Jul 22, 2009 22:50
Had a couple interviews today, and one more to go. I feel interviewed out. Mostly I feel dumb for screwing up which interview was given to me in Eastern Time. It wasn't smart to schedule three interviews on one day anyhow, but three different people said "When can you interview?" and I said "Monday Tuesday or Wednesday", when they were all empty, and then everybody miraculously picked Wednesday. Oh, actually that's not true. One person picked Tuesday and then erased my name from the board and then went on Wednedsay. This was Eastern Time Zone person. I got Eastern Time Zone person mixed up with Central Time Zone person, and then expected Central Time Zone person's interview and hour early. Then I scheduled another Central Time Zone person an hour and a half after Central-Time-Zone who I thought was Eastern-Time-Zone. And really they're ALL in Korea on +14 hours time zone, so they don't know why I'm confused in the first place.
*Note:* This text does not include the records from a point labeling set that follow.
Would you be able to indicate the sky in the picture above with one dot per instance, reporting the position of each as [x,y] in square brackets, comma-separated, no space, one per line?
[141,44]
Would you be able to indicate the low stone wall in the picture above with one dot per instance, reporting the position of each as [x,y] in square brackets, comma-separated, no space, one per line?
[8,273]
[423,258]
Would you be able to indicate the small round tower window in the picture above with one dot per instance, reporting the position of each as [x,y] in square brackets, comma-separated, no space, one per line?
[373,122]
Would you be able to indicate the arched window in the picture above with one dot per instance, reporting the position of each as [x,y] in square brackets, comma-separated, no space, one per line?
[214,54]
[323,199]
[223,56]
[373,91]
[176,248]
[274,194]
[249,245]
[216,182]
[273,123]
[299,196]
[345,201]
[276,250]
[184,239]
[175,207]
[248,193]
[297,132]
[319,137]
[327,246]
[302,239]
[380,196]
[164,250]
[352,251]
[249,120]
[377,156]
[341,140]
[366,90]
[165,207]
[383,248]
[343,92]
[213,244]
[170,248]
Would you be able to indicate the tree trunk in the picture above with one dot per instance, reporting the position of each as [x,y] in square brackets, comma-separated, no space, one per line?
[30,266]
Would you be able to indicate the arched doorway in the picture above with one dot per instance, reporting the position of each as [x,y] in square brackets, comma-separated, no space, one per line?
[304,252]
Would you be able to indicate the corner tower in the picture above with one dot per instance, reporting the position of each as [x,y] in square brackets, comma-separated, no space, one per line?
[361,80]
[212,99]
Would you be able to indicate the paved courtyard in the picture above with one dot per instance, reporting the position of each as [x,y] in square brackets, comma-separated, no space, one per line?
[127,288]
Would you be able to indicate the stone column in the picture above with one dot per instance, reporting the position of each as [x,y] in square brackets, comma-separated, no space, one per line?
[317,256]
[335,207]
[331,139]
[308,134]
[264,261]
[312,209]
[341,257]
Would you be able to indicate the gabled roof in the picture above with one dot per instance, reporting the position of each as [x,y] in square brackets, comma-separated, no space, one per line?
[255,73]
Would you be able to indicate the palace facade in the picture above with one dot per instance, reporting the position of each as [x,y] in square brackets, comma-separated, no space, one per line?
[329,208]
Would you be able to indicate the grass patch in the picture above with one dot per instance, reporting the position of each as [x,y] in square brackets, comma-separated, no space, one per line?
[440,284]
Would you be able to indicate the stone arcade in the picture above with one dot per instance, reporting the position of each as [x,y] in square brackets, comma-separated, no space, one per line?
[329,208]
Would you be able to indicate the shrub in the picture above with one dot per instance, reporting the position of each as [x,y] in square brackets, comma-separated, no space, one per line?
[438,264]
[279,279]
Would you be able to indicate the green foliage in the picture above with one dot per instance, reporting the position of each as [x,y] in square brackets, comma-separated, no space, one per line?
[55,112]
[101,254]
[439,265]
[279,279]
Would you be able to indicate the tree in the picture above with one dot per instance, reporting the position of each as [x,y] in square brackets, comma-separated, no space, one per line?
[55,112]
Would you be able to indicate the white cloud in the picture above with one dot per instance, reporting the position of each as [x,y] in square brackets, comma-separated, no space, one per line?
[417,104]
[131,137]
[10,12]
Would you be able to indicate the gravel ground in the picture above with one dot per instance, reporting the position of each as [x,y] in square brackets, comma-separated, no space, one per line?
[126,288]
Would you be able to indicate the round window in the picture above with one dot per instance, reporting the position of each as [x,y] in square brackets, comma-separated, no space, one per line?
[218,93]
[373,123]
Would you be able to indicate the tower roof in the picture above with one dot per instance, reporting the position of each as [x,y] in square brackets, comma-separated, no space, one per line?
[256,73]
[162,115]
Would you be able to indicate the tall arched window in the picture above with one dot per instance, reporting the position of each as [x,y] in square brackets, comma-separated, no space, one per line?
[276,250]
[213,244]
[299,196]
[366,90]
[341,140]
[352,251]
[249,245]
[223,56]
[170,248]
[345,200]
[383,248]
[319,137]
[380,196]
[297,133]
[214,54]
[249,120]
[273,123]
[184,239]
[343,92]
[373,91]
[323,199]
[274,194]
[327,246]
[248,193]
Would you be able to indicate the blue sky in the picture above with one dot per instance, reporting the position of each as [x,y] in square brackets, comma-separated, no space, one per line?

ACK.
Anyway I'm struggling through brain time zone holes, and working with the Somali girls. Today I was a little tired. I didn't bike much between Wednesday last and this Wednesday, so I think I tuckered myself out upon arrival. The babies were adorable as always. One is learning to walk. They call her the fish because she wriggles around all the time. She's like... destructo baby. She is already climbing and she can barely take a few steps. She's going to be really crazy, I can tell. It's exciting, but also kind of ridiculous. Her sister is also a big trouble maker, but she gets this mischievous look on her face. She's too cute. She also wears home made hijabs that definitely look like old t shirts.
I love that the kids look like their parents. So frequently it's in the eyes. They look so much like their moms in their eyes. Boys, girls, both--their eyes are their Mom's eyes. It's so cool.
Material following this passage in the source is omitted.